Temos um órgão da União que atua de maneira especializada no controle, fiscalização e regulamentação da atuação das Distribuidoras de Energia Elétrica. Dito isto, temos o seguinte quadro: A competência privativa da União para legislar sobre Energia Elétrica, pode ser relativizada em relação aos Estados e municípios?

14/7/2020

1. Introdução

Em apertada síntese, uma breve introdução: A Constituição Federal é a norma maior do nosso ordenamento jurídico, algo incontestável, impondo o dever de obediência a todas as demais normas. O Supremo Tribunal Federal tem como um de seus papéis ser seu guardião, encargo irrenunciável, inclusive. Deve, ainda, zelar pela sua proteção e impedir violações contra a mesma.

Este artigo visa evidenciar um desrespeito ao que prevê a Lex Matter. Ultrapassa a disputa entre consumidor e concessionárias. Buscamos pôr em evidência a ADIn 6.406/PR, que discute mais uma das sucessivas tentativas dos estados/municípios de “usurpação” da competência privativa da União para legislar sobre Energia Elétrica, prevista nos artigos 22, IV e 175 da CF/88. Além disso, o art. 21, XII, “b” da CF/88 prevê a competência administrativa exclusiva da União para explorar os serviços e instalações de energia elétrica.

A competência quanto aos serviços de energia é delegável, porém, não aos Estados-membros, e, sim, somente à ANEEL, autarquia federal criada através da lei 9.427/96, que tem sua finalidade e competência previstas, respectivamente, nos artigos 2º e 3º. Destaque-se o art. 2º:

Art. 2º. A Agência Nacional de Energia Elétrica - ANEEL tem por finalidade regular e fiscalizar a produção, transmissão, distribuição e comercialização de energia elétrica, em conformidade com as políticas e diretrizes do governo federal.”

A ANEEL tem como atribuição, conforme o art. 3º, Inciso IV, “gerir os contratos de concessão ou de permissão de serviços públicos de energia elétrica, de concessão de uso de bem público, bem como fiscalizar, diretamente ou mediante convênios com órgãos estaduais, as concessões, as permissões e a prestação dos serviços de energia elétrica.”

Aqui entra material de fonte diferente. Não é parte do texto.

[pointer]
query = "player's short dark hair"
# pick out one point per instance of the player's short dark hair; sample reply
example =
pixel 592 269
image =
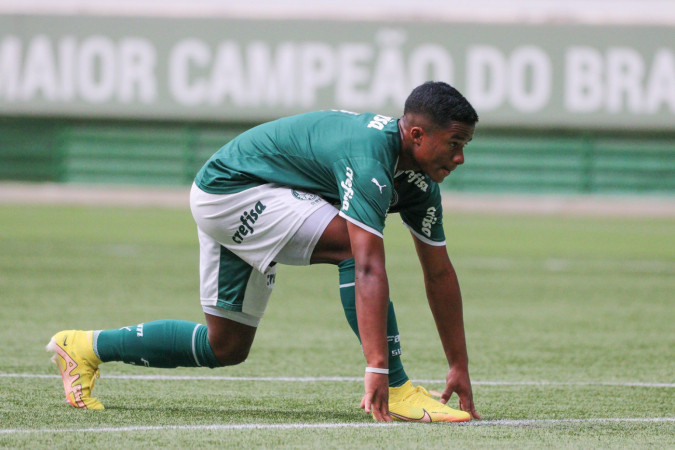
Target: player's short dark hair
pixel 441 103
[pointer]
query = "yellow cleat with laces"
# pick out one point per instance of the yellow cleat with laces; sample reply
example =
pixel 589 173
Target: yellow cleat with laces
pixel 74 355
pixel 415 404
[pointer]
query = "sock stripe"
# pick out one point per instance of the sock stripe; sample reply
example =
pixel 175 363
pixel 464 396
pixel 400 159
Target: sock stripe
pixel 94 342
pixel 194 350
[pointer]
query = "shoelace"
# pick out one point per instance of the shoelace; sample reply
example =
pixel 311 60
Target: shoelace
pixel 418 389
pixel 97 374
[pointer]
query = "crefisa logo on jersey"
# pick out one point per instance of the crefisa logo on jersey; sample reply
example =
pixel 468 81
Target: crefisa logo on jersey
pixel 248 219
pixel 428 221
pixel 348 189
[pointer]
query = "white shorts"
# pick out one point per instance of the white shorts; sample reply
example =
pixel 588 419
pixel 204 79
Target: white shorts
pixel 240 237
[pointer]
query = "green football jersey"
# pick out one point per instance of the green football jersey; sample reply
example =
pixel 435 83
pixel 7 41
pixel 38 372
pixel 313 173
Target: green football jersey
pixel 347 158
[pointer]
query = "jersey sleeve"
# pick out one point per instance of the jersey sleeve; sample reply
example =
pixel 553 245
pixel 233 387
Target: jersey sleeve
pixel 365 189
pixel 425 219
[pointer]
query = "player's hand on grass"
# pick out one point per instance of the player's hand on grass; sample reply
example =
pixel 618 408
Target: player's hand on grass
pixel 377 396
pixel 458 381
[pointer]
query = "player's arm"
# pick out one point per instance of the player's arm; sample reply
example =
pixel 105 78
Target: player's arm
pixel 372 301
pixel 445 301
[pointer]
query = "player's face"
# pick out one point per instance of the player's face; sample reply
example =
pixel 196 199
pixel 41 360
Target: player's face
pixel 439 152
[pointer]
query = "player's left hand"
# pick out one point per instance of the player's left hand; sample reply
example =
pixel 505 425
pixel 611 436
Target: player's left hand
pixel 458 381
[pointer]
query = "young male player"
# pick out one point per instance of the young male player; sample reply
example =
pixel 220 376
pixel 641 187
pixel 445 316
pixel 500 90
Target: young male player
pixel 266 198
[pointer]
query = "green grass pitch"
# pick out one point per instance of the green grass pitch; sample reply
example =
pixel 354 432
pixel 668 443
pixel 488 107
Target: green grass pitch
pixel 574 302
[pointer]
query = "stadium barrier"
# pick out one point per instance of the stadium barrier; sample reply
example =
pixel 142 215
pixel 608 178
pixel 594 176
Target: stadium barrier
pixel 143 153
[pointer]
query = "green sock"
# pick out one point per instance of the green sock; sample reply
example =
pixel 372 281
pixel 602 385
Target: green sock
pixel 397 375
pixel 162 343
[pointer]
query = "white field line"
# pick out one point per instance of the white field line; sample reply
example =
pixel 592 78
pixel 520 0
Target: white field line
pixel 348 379
pixel 294 426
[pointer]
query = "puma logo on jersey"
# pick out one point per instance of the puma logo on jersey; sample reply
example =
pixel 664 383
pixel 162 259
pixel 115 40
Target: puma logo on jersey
pixel 417 179
pixel 248 219
pixel 429 220
pixel 379 122
pixel 378 184
pixel 347 185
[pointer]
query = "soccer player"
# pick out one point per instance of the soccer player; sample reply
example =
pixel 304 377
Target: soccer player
pixel 266 198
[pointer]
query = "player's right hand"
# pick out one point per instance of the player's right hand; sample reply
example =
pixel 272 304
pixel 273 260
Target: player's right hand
pixel 376 399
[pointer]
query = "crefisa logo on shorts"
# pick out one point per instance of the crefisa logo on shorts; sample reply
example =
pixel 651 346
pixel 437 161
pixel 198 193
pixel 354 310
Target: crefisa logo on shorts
pixel 248 219
pixel 301 195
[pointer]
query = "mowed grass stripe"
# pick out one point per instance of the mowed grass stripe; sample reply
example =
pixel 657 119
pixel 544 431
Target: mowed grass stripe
pixel 349 379
pixel 253 426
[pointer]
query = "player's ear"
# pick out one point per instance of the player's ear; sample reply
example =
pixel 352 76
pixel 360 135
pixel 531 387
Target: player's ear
pixel 416 133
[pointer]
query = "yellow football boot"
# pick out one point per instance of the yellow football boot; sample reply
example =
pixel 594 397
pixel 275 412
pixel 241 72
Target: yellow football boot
pixel 74 355
pixel 414 404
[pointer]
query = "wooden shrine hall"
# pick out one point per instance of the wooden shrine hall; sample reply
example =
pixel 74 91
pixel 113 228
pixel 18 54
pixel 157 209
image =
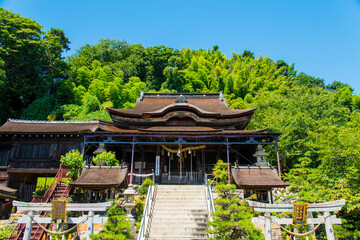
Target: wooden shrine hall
pixel 178 135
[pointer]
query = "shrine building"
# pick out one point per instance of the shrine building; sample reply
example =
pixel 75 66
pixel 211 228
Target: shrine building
pixel 178 135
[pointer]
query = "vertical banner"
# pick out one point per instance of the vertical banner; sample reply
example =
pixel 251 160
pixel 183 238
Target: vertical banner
pixel 157 166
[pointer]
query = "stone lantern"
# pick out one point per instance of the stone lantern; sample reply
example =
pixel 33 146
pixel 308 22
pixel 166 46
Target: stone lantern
pixel 260 156
pixel 129 204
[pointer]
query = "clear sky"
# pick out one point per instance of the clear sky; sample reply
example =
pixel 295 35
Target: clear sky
pixel 321 37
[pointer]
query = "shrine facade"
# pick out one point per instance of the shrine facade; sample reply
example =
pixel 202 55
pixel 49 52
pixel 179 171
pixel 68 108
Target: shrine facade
pixel 179 136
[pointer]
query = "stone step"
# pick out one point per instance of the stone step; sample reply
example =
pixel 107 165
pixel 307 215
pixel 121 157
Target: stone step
pixel 179 198
pixel 177 233
pixel 192 219
pixel 177 238
pixel 184 211
pixel 183 230
pixel 179 222
pixel 180 212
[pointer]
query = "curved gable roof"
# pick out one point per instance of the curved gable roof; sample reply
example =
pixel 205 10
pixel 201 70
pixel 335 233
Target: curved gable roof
pixel 208 104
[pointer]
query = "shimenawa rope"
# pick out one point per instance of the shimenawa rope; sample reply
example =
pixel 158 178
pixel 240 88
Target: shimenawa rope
pixel 59 233
pixel 300 234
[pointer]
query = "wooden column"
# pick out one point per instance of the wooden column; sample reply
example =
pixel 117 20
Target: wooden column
pixel 267 232
pixel 278 158
pixel 132 160
pixel 90 223
pixel 157 178
pixel 202 173
pixel 328 226
pixel 28 227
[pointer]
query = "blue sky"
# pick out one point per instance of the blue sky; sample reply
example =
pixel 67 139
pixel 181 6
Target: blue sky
pixel 321 37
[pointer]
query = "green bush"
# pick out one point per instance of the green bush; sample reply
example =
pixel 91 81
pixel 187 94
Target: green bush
pixel 106 159
pixel 6 230
pixel 143 189
pixel 116 227
pixel 73 160
pixel 232 216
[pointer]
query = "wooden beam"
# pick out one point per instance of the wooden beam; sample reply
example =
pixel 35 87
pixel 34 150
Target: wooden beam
pixel 286 221
pixel 76 207
pixel 317 207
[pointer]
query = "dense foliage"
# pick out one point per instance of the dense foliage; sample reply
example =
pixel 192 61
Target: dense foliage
pixel 116 227
pixel 106 159
pixel 232 218
pixel 319 145
pixel 75 161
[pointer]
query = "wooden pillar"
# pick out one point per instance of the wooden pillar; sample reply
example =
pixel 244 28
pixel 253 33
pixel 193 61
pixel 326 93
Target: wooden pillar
pixel 278 158
pixel 28 227
pixel 90 227
pixel 157 178
pixel 328 226
pixel 123 155
pixel 132 160
pixel 267 232
pixel 142 148
pixel 228 159
pixel 202 172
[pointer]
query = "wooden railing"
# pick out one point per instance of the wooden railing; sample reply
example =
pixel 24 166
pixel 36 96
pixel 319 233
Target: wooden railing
pixel 57 180
pixel 34 163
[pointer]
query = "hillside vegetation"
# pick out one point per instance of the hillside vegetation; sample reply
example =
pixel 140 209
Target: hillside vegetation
pixel 320 124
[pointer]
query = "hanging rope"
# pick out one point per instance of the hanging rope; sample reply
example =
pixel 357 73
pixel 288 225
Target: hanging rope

Assim sendo, temos um órgão da União que atua de maneira especializada no controle, fiscalização e regulamentação da atuação das Distribuidoras de Energia Elétrica. Dito isto, temos o seguinte quadro: A competência privativa da União para legislar sobre Energia Elétrica, pode ser relativizada em relação aos Estados e municípios? Cabe a nós, neste momento, passar a explorar o tema discutido, a ADIn 6.406/PR.

2. O tema em pauta

Desde muitos anos, o setor elétrico se depara com a tentativa por outros entes da federação (municípios e estados), de legislar em matérias atinentes à energia elétrica, mas o STF, como guardião da Constituição, conforme inúmeros julgados, declarou as referidas leis inconstitucionais.

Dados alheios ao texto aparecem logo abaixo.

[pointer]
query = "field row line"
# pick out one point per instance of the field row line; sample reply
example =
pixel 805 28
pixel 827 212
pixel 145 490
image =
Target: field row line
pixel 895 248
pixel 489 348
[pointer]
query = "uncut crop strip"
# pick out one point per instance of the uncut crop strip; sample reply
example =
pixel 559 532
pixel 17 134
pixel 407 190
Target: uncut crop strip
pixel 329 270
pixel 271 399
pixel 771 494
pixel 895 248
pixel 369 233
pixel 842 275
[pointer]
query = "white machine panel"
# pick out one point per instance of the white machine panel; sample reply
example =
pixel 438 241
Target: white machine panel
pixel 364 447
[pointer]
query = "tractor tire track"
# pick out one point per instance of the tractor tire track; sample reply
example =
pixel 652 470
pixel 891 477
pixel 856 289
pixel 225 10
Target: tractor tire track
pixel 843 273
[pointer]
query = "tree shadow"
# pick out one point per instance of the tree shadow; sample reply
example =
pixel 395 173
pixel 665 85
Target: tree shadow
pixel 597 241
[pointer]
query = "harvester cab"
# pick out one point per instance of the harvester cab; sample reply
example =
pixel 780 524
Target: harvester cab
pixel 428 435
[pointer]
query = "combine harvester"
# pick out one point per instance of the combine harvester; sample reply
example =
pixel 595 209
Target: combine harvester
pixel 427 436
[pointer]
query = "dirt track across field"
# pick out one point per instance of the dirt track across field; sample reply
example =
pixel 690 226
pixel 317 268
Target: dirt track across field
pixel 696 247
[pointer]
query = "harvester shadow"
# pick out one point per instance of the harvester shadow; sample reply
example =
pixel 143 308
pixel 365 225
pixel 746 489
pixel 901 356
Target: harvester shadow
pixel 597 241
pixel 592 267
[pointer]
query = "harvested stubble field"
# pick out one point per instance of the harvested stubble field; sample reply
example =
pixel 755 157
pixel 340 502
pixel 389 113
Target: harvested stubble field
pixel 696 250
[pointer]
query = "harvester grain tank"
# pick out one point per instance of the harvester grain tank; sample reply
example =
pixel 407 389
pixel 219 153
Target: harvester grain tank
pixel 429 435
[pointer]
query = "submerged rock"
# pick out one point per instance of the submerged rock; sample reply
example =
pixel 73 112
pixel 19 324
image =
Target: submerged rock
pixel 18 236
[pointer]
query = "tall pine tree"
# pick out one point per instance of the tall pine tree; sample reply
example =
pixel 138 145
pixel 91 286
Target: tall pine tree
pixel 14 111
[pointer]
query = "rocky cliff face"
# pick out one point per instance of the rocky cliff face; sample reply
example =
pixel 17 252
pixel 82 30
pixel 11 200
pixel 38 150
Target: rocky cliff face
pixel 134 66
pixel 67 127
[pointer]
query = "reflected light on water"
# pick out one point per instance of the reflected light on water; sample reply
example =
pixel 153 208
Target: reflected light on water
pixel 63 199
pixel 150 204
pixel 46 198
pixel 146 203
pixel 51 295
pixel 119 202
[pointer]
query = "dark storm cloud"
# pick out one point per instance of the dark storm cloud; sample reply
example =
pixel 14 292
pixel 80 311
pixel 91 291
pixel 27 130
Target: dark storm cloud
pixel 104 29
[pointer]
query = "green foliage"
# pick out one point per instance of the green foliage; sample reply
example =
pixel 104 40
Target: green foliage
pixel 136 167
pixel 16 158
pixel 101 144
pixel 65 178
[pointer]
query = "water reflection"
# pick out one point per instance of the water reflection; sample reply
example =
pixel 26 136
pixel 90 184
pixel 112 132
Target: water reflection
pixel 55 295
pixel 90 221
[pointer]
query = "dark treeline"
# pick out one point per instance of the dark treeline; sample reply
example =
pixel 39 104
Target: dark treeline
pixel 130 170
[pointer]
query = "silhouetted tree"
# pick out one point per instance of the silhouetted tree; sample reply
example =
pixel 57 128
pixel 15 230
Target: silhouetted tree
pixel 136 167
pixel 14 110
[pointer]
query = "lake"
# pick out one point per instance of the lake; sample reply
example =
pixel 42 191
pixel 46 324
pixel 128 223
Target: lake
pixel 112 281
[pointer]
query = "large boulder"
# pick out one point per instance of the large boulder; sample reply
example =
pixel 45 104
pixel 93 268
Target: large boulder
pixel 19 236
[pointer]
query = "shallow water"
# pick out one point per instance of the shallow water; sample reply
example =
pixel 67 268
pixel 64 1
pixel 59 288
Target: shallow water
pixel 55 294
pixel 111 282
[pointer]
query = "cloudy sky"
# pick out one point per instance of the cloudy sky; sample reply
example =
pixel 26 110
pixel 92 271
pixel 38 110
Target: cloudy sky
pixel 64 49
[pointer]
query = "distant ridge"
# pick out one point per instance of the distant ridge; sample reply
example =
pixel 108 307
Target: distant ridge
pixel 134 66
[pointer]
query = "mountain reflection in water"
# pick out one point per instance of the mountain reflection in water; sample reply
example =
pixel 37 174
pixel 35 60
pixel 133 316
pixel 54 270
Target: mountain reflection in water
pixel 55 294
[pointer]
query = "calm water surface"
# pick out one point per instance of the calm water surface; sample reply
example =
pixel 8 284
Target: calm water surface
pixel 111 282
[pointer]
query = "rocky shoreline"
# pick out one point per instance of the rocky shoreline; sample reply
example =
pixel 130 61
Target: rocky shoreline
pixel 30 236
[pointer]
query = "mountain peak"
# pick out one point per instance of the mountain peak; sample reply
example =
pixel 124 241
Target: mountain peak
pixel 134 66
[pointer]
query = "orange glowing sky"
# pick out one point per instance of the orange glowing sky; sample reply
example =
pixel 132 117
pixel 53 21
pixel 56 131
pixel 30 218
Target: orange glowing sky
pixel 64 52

Diante da publicação da lei 20.187/20 do Estado do Paraná, que trata sobre matéria de energia elétrica, a ABRADEE (Associação Brasileira de Distribuidores de Energia Elétrica) ajuizou a ADIn 6.406/PR, questionando a violação da competência da União, e sinalizou a ausência de competência estadual.  

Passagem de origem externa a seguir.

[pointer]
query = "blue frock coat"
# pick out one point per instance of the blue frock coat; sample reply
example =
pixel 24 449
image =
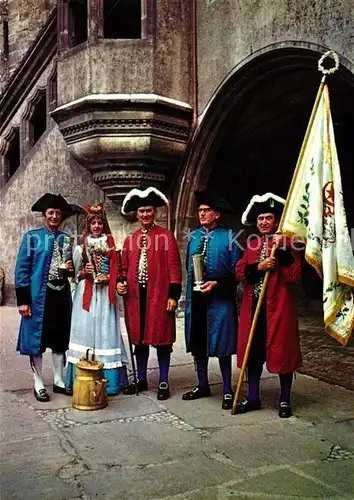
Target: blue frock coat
pixel 220 260
pixel 31 277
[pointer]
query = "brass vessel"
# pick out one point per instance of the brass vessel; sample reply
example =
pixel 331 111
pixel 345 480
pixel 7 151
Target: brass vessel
pixel 90 387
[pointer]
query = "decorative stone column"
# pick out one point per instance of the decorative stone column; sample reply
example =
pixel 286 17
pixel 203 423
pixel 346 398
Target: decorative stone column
pixel 126 140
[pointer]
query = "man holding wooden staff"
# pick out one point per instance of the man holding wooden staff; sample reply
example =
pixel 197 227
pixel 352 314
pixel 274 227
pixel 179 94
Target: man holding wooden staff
pixel 276 339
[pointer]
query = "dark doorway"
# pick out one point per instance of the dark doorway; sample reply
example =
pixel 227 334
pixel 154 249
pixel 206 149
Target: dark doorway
pixel 253 131
pixel 260 144
pixel 122 19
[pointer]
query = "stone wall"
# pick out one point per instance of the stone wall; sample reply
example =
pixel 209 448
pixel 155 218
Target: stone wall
pixel 158 64
pixel 230 32
pixel 26 18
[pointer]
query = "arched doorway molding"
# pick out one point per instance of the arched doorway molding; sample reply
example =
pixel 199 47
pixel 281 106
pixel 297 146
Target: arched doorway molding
pixel 248 74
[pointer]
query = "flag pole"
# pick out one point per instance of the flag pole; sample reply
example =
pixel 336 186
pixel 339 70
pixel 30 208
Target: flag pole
pixel 266 277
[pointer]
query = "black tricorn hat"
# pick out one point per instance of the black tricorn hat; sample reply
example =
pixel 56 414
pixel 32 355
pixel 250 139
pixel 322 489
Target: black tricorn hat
pixel 262 204
pixel 212 200
pixel 137 198
pixel 50 200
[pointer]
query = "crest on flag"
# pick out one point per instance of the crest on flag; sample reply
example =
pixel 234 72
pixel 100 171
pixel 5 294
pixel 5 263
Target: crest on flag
pixel 315 211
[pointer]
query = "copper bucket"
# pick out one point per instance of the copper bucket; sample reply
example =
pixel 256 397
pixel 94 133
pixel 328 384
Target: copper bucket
pixel 90 388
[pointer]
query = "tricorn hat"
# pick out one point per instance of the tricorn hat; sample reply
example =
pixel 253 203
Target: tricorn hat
pixel 213 200
pixel 262 204
pixel 137 198
pixel 50 200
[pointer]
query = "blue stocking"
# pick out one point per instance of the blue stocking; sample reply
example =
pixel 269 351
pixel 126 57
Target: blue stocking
pixel 142 358
pixel 202 370
pixel 164 359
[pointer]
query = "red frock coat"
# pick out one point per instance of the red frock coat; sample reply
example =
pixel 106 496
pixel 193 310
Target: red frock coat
pixel 164 268
pixel 283 353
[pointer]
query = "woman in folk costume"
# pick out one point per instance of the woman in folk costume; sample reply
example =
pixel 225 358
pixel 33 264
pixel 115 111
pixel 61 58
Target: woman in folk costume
pixel 95 318
pixel 151 270
pixel 43 292
pixel 276 340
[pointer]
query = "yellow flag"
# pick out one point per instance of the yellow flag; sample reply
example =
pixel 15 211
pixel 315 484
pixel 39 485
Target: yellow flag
pixel 315 211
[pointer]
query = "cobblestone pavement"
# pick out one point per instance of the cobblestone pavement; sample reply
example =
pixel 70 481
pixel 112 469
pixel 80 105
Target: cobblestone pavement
pixel 323 357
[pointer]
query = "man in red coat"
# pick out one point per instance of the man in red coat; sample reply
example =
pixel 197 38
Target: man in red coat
pixel 276 340
pixel 151 270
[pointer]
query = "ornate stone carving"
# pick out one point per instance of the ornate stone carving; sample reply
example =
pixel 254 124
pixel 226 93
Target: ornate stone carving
pixel 128 141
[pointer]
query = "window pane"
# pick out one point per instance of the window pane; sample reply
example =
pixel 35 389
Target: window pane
pixel 122 19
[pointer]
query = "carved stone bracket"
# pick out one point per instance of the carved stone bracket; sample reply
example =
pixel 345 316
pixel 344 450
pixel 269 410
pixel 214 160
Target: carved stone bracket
pixel 126 141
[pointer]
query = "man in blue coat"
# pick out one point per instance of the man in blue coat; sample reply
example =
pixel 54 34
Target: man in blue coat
pixel 43 292
pixel 210 317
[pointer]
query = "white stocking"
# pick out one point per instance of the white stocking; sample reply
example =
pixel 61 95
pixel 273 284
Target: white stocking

No entanto, surpreendentemente, em julgamento iniciado, mas ainda não concluído, alguns ministros1 do STF proferiram votos dissonantes com a jurisprudência consolidada da própria casa, negando pedido de liminar que visa suspender os efeitos de Lei do Estado do Paraná, que claramente trata sobre energia elétrica. É bem verdade que há o voto-vista, do ministro Gilmar Mendes, pela concessão da liminar, em face da flagrante inconstitucionalidade da norma. Aguarda-se a continuidade do julgamento após pedido de vista do ministro Dias Toffoli, mas o placar atual não deixa de gerar preocupação no setor.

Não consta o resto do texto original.